After more than 100 years of providing an alternative to prison for troubled girls, Marymound’s the Sisters of the Good Shepherd are packing it in.

For 57 years Sister Brigid has called Marymound home, but in two weeks she'll have to leave.

“I don't like the thoughts in my heart to leave … I really don't,” said Sister Brigid. “If it's got to be done, it's got to be done.” 

While Marymound will continue on, the four remaining nuns from the Sisters of the Good Shepherd, all over 60 years of age, have been called back to their mother house in Toronto.

Saying Goodbye

For Sister Lorraine, the only Manitoban, saying goodbye is not going to be easy.

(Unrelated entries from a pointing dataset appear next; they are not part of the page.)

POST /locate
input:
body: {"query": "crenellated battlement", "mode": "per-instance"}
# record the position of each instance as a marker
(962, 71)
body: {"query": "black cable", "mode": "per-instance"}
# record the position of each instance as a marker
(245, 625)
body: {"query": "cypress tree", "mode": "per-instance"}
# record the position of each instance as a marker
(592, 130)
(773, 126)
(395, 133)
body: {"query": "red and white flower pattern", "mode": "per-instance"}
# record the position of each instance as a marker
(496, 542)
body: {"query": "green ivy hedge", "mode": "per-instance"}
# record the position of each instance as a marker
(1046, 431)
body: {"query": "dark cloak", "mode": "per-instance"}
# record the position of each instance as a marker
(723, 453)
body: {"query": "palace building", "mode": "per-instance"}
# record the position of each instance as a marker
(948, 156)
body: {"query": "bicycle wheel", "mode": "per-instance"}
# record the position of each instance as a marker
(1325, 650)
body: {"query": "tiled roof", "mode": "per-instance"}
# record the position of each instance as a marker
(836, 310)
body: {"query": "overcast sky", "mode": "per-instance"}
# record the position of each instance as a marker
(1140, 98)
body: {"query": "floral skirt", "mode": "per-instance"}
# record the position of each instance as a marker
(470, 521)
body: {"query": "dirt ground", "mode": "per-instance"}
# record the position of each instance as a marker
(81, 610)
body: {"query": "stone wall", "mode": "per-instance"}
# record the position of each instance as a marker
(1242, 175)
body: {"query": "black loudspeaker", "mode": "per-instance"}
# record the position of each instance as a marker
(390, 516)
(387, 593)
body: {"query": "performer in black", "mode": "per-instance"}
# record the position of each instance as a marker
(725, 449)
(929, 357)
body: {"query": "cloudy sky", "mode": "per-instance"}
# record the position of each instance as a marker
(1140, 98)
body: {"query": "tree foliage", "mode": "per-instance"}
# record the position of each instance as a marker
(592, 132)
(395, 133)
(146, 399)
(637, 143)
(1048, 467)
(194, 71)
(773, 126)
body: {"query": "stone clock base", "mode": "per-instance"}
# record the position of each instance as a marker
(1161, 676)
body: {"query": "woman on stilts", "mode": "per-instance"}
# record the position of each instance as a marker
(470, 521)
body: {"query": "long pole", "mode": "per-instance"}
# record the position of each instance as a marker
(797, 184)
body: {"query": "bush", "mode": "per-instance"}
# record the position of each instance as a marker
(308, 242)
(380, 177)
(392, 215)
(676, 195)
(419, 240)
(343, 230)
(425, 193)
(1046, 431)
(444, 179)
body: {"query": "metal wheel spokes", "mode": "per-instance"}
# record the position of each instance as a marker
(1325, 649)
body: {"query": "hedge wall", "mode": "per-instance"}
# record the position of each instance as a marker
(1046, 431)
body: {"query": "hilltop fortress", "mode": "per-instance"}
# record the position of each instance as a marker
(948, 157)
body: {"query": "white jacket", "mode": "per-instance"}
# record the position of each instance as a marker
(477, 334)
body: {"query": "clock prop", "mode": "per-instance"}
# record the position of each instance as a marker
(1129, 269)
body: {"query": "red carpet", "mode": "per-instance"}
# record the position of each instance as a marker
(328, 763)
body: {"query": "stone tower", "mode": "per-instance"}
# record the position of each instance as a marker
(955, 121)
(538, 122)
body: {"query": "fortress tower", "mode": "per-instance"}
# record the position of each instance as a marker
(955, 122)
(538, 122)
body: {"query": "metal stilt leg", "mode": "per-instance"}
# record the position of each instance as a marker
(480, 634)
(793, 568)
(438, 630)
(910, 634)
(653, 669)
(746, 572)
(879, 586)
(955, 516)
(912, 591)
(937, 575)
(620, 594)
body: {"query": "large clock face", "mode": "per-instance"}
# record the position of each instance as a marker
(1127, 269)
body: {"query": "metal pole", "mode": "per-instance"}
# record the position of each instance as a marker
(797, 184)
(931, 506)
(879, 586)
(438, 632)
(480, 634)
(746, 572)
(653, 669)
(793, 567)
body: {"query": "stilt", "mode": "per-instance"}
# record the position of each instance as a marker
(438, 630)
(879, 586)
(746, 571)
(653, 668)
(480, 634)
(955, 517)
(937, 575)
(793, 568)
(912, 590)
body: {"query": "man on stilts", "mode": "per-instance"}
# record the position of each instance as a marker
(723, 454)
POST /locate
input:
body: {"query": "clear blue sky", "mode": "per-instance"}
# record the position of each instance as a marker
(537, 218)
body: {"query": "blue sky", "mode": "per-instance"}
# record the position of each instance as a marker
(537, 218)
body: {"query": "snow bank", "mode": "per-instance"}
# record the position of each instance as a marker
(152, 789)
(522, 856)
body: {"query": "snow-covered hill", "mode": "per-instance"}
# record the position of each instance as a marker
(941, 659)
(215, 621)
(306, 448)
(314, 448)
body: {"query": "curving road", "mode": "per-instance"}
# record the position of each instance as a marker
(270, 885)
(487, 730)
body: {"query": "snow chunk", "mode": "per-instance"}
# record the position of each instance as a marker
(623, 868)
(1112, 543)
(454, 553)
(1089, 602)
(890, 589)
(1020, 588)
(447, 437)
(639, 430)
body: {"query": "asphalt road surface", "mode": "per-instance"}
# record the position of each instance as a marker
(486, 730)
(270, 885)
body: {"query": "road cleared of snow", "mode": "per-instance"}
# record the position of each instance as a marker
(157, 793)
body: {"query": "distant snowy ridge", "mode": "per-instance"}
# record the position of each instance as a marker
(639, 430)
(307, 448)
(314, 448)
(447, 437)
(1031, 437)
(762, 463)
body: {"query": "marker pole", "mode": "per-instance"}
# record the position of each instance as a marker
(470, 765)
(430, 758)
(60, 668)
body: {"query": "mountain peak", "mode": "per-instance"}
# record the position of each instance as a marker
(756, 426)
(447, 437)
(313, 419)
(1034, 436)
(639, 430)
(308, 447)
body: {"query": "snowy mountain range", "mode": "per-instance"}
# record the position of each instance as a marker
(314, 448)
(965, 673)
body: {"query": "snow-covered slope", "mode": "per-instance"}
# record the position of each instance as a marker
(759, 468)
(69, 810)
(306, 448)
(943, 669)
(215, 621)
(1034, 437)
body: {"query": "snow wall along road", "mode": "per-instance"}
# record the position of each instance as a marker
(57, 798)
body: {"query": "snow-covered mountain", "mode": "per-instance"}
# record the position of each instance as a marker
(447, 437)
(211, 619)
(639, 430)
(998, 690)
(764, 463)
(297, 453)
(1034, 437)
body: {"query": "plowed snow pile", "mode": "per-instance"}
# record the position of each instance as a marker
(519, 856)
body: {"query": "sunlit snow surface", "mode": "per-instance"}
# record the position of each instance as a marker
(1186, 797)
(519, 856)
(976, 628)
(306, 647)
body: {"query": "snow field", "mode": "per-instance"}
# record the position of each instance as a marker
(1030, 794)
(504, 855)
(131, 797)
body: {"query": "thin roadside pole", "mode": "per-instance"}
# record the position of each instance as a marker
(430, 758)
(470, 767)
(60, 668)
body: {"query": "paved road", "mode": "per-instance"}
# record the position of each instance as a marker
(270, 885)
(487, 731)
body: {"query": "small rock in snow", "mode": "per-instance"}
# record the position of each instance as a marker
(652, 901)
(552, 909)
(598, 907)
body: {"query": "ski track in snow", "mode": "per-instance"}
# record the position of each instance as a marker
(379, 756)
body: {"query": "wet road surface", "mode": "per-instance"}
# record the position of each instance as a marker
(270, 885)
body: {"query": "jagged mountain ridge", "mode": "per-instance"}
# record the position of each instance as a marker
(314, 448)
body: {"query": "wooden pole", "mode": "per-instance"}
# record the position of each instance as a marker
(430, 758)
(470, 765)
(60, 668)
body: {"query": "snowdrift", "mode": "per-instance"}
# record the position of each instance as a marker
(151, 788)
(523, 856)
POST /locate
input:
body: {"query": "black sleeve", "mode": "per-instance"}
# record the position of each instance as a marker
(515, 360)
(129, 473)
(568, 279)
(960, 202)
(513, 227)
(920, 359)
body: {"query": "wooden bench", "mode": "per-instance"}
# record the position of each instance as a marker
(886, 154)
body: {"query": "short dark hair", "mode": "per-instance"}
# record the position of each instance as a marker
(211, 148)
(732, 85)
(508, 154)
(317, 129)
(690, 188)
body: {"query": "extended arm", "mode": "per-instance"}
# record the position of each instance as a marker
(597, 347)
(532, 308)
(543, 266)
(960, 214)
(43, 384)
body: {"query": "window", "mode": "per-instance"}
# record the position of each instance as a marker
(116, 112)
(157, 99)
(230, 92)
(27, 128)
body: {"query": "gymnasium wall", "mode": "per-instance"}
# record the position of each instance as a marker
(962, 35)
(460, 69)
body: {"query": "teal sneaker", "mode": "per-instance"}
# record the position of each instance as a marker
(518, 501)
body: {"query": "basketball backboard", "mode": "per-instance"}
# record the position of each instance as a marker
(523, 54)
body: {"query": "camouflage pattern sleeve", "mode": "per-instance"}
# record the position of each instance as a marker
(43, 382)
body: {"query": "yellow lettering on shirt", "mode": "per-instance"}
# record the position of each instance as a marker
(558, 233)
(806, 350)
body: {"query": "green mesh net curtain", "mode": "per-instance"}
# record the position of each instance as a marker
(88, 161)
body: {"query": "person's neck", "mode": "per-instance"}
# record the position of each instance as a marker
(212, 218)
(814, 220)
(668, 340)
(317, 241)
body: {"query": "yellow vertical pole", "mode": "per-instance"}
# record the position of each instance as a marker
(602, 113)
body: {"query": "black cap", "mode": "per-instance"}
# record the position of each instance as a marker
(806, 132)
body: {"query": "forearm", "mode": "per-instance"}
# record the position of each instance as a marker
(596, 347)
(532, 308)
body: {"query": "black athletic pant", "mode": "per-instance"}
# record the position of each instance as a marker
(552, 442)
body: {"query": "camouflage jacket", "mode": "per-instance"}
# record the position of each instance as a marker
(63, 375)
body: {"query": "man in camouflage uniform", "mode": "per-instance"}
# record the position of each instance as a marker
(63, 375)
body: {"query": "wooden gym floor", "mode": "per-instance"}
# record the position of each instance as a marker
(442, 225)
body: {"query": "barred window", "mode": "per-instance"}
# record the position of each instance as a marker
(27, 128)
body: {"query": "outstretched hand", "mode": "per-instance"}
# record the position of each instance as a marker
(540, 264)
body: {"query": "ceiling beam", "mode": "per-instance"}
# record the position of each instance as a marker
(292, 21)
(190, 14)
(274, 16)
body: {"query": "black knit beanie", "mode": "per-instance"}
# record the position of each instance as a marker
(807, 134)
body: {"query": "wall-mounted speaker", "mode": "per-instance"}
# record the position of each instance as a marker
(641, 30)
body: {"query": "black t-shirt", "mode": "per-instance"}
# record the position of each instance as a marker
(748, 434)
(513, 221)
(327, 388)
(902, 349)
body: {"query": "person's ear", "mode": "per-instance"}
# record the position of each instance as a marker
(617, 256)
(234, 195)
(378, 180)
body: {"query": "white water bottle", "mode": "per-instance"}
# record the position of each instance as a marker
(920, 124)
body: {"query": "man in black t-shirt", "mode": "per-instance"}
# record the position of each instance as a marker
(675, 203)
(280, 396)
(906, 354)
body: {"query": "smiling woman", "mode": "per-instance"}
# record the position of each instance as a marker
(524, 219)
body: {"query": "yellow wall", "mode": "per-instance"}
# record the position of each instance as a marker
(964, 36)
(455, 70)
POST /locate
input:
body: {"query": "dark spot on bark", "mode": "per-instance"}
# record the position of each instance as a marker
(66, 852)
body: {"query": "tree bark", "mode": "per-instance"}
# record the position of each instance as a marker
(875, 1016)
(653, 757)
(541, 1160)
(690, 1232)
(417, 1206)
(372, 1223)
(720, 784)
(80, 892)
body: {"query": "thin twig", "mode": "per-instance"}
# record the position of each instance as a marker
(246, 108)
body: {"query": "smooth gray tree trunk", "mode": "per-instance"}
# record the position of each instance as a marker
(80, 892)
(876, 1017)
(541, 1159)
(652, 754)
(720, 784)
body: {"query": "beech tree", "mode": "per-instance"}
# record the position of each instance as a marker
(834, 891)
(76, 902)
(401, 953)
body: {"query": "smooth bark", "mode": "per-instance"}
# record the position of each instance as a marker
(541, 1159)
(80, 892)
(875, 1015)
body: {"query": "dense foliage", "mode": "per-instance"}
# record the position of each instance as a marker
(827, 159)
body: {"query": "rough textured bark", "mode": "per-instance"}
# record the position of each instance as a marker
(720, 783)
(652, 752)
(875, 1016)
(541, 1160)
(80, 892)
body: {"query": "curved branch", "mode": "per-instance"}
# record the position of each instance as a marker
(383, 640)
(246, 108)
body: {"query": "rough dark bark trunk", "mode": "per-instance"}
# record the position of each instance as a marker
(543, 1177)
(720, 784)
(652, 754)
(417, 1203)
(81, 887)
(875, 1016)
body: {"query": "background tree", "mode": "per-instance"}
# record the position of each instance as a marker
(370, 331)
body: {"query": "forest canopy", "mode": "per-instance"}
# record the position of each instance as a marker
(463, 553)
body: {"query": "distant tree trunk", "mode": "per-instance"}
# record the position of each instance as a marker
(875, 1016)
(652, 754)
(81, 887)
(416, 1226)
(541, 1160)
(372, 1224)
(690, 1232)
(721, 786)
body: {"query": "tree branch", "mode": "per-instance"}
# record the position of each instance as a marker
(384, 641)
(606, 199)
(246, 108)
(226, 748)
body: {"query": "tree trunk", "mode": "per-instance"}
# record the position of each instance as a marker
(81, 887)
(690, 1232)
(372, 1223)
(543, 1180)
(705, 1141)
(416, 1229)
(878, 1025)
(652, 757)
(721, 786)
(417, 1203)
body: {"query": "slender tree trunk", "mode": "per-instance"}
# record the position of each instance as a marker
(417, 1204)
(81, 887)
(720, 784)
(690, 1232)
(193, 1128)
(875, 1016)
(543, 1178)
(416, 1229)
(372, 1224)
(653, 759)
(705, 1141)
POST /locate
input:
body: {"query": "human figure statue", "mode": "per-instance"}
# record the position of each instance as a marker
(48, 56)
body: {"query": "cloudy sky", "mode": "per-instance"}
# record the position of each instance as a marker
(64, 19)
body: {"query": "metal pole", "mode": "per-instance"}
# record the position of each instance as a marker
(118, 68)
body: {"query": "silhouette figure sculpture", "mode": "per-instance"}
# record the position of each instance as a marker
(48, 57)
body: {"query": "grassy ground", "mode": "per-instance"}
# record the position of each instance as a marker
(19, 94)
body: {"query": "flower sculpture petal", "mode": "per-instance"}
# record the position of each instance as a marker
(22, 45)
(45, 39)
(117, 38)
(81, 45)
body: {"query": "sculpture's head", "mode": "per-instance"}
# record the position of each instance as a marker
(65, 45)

“Well, it's going to be kind of sad because I'll be leaving my family and the staff here,” said Sister Lorraine. “The staff have meant a lot.”

Marymound nun

Sister Lorraine said it will be sad to leave her Marymound staff and family. (CBC)

The sisters came to Winnipeg in 1911 and Marymound was formed

Early on they farmed potatoes and  did laundry for hospitals to keep it running.

While their role here is not as hands-on as it used to be, their presence is still felt.

“There were times it was hard, but I think I always had a good relationship with the girls who were in care,” said Sister Florence. “Some of them still keep in touch with me today.”

April Lahn-Ladobruk knows that first hand. She lived at Marymound from age 12 to 17.

Now April is an outreach worker helping other girls.

“I think Winnipeg will be at a huge loss not having the Sisters of the Good Shepherd in our society on a daily basis,” said Lahn-Labobruk. “I think they're amazing women.

"The strength and the compassion and empathy that they bring to us here is more than anybody could ask for."

Left and leaving

When the Sisters of the Good Shepherd leave Marymound there won't be any other nuns taking their place, because there's only 31 of them left in Canada outside of Quebec.

The last time a woman took her vows to become a nun in their order was in 2010.

That nun was Sister Barbara. Although she found her calling later in life, she hopes her work at Marymound will have made a difference in the community.

“Saint Mary Euphrasia, who is our founderess, always said one person is of more importance than the whole world and that's how Marymound was built,” said Sister Barbara.

As they pack their things and prepare to leave, the sisters leave behind a legacy of love — one they hope will be carried on behind Marymound’s walls long after they're gone.

This Sunday there will be a tea party held in their honour at Marymound.

Anyone wanting to say goodbye can drop by between 1 p.m. and 5 p.m.

The Sisters officially leave Winnipeg July 3.